Prognostics and Health Management (PHM) is an engineering discipline focused on predicting the point at which systems or components will no longer perform as intended. The prediction is often articulated as a Remaining Useful Life (RUL). RUL is an important decision-making tool for contingency mitigation, i.e., the prediction of an RUL (and its associated confidence) enables decisions to be made about how and when to maintain the system. PHM is generally applied to hardware systems in the electronics and non-electronics application domains. The application of PHM (and RUL) concepts has not been explored for application to software.
Today, software (SW) health management is confined to diagnostic assessments that identify problems, whereas prognostic assessment potentially indicates when in the future a problem will become detrimental to the operation of the system. Relevant areas such as SW defect prediction, SW reliability prediction, predictive maintenance of SW, SW degradation, and SW performance prediction, exist, but all represent static models, built upon historical data — none of which can calculate an RUL.
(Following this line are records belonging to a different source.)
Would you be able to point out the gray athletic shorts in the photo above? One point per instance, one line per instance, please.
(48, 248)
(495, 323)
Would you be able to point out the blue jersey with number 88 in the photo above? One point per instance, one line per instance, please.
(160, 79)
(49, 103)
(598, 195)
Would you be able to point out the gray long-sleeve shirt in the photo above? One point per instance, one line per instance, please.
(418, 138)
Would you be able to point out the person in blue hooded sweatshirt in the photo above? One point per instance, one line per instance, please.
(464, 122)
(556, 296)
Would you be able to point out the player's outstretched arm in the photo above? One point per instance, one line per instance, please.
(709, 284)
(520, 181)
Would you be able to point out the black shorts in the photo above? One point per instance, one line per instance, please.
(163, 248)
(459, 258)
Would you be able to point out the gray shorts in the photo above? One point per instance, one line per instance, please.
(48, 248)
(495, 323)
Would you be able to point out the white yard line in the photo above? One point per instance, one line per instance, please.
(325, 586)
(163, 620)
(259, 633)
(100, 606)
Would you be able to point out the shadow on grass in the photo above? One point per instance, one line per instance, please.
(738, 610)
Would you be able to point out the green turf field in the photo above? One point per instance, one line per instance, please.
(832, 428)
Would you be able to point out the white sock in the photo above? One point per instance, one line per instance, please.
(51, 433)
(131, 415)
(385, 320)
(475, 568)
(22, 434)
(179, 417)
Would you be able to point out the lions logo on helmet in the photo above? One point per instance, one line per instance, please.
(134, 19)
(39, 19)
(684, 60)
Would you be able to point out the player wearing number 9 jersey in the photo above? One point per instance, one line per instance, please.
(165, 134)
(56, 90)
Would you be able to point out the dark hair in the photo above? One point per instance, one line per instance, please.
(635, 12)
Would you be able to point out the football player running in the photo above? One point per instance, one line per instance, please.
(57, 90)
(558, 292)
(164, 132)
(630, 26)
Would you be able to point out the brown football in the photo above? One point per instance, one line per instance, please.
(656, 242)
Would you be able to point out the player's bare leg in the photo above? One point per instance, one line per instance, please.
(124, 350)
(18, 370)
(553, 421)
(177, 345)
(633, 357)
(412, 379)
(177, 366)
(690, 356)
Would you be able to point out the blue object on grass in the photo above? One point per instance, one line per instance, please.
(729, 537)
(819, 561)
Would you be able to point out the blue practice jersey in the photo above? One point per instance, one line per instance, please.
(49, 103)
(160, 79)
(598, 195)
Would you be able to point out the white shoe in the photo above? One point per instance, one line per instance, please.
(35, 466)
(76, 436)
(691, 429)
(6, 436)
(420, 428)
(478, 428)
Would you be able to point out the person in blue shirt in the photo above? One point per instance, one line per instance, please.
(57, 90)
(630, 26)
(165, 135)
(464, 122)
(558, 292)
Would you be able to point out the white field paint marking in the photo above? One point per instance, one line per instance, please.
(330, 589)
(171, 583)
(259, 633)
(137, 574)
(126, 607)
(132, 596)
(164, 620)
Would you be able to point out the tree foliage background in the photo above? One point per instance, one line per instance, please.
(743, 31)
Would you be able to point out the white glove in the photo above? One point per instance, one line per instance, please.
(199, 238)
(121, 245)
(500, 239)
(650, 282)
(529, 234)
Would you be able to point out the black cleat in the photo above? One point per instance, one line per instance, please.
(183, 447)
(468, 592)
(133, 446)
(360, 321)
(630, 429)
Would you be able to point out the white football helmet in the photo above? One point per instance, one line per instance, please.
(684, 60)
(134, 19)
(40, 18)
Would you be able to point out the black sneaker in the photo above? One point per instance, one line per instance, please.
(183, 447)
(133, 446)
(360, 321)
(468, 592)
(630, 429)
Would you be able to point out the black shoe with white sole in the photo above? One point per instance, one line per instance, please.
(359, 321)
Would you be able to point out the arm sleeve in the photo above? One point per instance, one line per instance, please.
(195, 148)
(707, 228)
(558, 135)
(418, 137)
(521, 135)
This paper addresses the application of PHM concepts to software systems for fault predictions and RUL estimation. Specifically, we wish to address how PHM can be used to make decisions for SW systems such as version update, module changes, rejuvenation, maintenance scheduling and abandonment.
This paper presents a method to prognostically and continuously predict the RUL of a SW system based on usage parameters (e.g., numbers and categories of releases) and multiple performance parameters (e.g., response time). The model is validated based on actual data (on performance parameters), generated by the test beds versus predicted data, generated by a predictive model. Statistical validation (regression validation) has been carried out as well. The test beds replicate and validate faults, collected from a real application, in a controlled and standard test (staging) environment. A case study based on publicly available data on faults and enhancement requests for the open-source Bugzilla application is presented. This case study demonstrates that PHM concepts can be applied to SW systems and RUL can be calculated to make decisions on software version update or upgrade, module changes, rejuvenation, maintenance schedule and total abandonment.